In view of these facts it is clear that Mr. Edens was not acting in the scope of his *484
authority in undertaking to negotiate a sale of the land to Mr. Hargrove. Mr. Edens' authority from appellee was to find a purchaser for the land at the fixed price of $10,000 cash, and he was not authorized to sell or to negotiate a sale on wholly different terms. Consequently, if Mr. Edens did make an executory agreement with Mr. Hargrove to sell him on the terms proposed, the agreement was beyond his authority, as a special agent with limited authority, to make, and could not have been enforced against appellee in a suit of specific performance brought by Mr. Hargrove. And, too, the agreement with Mr. Hargrove being of no legal force against appellee, as without authority to make, Mr. Edens could, as against appellee, abandon it without incurring legal liability therefor to appellee. Then Mr. Edens was under no legal duty, in virtue of his special agency, to inform the appellee of the proposal of Mr. Hargrove, and he could not be held liable, as for a legal wrong, in failing to do so. It may be that appellee had the right, if he desired, of carrying out or repudiating the proposal of Mr. Hargrove, but he could refer the failure to exercise the election to the violation of no legal duty owing him by Mr. Edens. It is a known rule that fraud cannot be predicated upon the nonperformance of acts complained of which by law a party is not bound to do. Ins. Co. v. Humphrey,
But assume that Mr. Edens was bound to inform the appellee of the proposal of Mr. Hargrove, and he failed in the duty, Mr. Edens alone would be liable to appellee for failure to do his duty to his principal. For the facts and circumstances show, at best, only a possible purpose on the part of appellant to collude with the real estate agent in fraud of appellee, either in misrepresentation or concealment. A mere conjecture, suspicion, or surmise is not sufficient to authorize a finding to that effect, but there must be some substantial evidence to support a finding of its existence.

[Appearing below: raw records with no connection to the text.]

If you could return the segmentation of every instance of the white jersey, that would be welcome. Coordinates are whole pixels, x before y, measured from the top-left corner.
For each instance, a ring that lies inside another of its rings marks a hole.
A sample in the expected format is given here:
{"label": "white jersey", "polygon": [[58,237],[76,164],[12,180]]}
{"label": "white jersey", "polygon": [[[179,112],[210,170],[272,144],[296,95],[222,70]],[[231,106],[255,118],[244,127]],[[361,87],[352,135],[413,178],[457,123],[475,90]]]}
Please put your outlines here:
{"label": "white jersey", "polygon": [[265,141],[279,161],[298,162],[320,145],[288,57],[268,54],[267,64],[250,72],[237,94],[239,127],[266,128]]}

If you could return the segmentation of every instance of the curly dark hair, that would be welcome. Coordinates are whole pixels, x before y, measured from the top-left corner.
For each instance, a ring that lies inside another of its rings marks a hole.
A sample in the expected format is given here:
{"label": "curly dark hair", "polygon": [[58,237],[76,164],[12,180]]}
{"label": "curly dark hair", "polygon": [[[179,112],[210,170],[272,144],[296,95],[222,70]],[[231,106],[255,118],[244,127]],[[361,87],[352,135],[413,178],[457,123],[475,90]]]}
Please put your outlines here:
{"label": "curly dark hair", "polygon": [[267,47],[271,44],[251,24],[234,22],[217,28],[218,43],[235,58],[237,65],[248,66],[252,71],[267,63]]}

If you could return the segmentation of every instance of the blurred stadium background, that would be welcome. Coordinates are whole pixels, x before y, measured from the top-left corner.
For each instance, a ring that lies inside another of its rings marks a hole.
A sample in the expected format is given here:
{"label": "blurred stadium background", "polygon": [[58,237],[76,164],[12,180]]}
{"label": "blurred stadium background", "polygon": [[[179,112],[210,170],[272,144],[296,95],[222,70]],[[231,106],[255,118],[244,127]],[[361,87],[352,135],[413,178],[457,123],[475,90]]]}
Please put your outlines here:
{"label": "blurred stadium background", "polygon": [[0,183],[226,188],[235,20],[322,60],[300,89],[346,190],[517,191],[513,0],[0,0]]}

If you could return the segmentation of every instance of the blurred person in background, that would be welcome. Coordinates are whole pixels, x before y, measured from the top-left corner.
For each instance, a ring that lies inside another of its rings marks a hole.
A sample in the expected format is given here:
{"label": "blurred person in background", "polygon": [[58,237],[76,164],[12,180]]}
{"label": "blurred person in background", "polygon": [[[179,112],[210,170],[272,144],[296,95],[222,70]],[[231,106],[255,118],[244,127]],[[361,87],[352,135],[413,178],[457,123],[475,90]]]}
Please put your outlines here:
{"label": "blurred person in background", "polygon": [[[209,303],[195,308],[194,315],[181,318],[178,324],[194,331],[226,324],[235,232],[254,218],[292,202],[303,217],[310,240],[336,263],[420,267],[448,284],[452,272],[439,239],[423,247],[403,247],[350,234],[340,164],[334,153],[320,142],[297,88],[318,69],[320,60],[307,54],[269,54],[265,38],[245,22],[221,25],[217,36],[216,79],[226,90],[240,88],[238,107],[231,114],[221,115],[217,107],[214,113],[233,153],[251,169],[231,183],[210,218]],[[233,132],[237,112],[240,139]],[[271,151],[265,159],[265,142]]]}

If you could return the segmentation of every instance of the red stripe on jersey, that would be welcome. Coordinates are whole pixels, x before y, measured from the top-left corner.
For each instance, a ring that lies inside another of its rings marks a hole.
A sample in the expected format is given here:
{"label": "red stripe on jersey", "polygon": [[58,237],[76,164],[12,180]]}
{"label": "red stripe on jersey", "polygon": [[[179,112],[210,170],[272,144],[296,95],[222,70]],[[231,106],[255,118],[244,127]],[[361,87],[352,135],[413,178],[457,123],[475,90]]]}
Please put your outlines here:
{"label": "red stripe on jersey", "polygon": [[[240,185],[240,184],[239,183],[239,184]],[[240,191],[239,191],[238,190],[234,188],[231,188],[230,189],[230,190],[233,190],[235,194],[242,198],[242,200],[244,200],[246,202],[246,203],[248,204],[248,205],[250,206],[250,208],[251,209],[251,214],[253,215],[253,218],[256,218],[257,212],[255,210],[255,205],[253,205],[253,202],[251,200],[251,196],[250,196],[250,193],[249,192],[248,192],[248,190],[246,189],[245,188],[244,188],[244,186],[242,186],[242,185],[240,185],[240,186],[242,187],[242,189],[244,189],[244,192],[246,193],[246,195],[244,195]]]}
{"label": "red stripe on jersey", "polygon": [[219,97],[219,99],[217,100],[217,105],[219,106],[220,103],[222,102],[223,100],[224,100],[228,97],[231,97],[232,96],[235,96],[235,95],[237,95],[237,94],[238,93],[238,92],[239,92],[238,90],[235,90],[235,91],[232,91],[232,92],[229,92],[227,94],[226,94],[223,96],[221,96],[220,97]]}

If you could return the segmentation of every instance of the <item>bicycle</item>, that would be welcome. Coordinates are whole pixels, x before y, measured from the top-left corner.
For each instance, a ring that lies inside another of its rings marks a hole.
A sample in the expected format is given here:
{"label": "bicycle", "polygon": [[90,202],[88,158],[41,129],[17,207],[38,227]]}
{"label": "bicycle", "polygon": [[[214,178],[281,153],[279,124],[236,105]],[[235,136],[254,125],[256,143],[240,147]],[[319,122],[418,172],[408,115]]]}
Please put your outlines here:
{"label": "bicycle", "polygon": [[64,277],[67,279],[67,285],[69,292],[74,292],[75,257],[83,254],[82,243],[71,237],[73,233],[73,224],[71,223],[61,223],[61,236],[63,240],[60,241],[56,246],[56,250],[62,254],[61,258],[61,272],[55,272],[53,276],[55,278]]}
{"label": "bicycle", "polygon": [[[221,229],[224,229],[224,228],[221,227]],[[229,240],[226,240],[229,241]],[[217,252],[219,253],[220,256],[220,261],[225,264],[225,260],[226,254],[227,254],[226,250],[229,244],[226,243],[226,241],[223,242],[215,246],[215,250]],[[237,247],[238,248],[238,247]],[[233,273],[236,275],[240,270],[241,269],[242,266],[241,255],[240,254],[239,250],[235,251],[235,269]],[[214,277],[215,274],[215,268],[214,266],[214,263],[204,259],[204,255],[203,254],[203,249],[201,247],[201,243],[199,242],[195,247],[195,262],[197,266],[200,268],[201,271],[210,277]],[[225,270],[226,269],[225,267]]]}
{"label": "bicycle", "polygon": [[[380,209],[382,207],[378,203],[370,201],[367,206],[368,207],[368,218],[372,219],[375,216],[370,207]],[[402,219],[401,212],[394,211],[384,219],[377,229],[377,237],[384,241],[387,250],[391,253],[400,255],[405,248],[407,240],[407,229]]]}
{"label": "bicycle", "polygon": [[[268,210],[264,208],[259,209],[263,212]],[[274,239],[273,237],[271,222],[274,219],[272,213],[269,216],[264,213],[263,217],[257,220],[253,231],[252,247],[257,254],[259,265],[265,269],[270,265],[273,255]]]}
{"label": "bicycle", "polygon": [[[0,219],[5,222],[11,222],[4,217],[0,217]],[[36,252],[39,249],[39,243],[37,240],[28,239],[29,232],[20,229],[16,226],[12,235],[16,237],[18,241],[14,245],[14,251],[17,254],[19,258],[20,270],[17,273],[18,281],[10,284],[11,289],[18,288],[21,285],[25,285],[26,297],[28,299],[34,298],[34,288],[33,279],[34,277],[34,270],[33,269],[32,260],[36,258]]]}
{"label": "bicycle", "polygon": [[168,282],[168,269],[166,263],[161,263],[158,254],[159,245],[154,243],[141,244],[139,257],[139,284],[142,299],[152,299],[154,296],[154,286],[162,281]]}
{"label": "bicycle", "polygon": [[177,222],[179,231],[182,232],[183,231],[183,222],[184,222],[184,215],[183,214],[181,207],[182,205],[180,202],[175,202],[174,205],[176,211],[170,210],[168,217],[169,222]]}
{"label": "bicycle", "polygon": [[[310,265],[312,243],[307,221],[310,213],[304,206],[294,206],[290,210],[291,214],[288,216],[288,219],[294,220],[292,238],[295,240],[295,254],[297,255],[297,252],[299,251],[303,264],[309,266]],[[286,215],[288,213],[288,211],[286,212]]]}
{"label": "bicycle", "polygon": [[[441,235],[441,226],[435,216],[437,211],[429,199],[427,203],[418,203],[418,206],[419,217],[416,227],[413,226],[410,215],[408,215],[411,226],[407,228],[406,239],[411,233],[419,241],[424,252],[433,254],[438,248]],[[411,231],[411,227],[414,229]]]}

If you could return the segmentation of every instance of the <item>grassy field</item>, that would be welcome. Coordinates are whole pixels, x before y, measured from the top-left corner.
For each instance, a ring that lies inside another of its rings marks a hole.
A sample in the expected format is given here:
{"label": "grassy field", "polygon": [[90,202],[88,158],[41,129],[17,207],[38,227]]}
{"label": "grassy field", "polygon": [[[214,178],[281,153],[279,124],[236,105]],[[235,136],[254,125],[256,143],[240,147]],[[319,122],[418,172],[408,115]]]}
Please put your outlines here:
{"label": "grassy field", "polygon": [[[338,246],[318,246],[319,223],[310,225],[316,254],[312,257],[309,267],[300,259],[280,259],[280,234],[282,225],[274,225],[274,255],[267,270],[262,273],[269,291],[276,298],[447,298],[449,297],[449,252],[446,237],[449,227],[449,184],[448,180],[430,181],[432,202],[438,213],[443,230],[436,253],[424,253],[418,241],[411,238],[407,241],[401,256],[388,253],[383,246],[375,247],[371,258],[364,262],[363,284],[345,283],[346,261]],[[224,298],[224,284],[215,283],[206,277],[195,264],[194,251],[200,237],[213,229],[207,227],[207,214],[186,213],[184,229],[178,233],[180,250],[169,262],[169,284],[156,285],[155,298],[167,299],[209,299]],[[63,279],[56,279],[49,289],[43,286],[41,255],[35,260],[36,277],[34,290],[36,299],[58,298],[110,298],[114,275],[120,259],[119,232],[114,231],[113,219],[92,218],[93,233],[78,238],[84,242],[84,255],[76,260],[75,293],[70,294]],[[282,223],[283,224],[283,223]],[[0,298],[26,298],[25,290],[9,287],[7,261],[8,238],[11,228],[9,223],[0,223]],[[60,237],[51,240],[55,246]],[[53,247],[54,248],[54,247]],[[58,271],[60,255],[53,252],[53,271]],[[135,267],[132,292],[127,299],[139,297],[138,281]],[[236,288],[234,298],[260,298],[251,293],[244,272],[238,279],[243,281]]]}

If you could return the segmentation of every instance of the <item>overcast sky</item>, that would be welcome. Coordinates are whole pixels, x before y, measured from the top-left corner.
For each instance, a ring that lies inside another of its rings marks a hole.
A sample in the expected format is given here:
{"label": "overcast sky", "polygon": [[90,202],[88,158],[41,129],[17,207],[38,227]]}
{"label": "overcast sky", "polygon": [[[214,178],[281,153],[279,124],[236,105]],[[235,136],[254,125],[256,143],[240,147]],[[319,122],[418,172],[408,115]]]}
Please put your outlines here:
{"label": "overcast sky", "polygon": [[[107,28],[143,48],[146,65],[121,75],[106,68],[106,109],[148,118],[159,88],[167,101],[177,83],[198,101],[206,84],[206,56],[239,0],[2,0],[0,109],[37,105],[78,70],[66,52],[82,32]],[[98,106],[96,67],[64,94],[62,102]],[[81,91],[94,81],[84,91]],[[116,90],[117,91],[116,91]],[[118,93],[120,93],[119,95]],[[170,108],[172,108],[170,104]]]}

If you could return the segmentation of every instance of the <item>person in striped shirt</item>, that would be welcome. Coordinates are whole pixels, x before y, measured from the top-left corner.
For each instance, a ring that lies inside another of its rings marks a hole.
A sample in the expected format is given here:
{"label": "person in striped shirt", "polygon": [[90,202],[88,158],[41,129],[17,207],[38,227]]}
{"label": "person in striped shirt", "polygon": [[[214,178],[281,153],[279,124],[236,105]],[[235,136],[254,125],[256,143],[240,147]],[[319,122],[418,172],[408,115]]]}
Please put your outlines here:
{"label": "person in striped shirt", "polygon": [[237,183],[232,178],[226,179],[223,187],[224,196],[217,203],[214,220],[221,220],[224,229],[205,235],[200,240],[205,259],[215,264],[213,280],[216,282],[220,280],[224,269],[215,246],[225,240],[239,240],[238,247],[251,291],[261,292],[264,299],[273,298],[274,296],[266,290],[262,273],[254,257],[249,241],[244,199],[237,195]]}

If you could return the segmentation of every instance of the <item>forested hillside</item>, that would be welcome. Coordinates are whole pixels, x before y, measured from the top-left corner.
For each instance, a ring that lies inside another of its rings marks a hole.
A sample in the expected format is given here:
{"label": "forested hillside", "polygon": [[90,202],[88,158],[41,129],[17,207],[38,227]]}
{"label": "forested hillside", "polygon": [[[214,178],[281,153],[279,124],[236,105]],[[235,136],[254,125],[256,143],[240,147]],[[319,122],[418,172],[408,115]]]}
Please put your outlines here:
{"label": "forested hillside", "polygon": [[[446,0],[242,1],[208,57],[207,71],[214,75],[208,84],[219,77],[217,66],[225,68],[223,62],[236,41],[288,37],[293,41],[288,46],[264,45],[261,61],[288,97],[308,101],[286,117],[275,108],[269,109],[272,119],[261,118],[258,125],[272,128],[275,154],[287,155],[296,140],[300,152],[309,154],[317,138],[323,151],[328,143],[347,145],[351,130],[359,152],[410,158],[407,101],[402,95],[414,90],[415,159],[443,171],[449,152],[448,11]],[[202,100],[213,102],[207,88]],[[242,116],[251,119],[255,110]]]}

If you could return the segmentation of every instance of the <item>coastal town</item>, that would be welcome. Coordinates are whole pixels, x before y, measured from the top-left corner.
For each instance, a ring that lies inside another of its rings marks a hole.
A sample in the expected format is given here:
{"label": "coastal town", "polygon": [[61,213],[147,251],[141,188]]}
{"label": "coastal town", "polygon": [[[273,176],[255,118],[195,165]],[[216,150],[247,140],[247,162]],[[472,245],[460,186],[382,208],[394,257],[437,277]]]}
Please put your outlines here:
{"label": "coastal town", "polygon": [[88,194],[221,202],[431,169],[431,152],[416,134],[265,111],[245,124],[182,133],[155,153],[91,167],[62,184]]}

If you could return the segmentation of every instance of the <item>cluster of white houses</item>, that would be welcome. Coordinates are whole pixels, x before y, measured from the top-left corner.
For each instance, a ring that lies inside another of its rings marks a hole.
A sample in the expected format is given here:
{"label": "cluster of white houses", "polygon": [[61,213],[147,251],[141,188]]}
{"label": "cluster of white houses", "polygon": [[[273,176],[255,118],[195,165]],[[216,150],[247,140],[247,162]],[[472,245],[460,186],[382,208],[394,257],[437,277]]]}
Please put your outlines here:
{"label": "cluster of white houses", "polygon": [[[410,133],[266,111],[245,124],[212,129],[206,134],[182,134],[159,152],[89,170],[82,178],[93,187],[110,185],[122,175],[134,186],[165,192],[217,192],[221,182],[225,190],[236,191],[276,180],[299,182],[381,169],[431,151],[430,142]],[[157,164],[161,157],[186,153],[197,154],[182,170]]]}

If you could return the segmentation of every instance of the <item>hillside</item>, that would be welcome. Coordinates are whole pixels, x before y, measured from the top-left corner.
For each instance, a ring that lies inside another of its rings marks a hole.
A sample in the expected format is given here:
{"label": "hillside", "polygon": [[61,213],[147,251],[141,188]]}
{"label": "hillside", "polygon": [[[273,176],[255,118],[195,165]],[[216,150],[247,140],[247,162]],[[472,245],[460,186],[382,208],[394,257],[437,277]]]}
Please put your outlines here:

The legal presumption is in favor of good faith and honesty, wherefore fraud is not presumed, but must be established by proof, positive or circumstantial, the burden being on the party pleading it. Sparks v. Dawson,
On the former hearing of the case, 236 S.W. 232, it was specially noted that "appellants did not offer any testimony at the trial, and it is apparent that the case, even from appellee's viewpoint, was not fully developed." The ruling there was, as stated, upon the "meager testimony adduced." The present record fully develops the case.
We conclude that the judgment should be reversed so far as it pertains to appellant, and that judgment should be here rendered that appellee take nothing as against him, and it is accordingly so ordered. The cost of appeal is taxed against the appellee.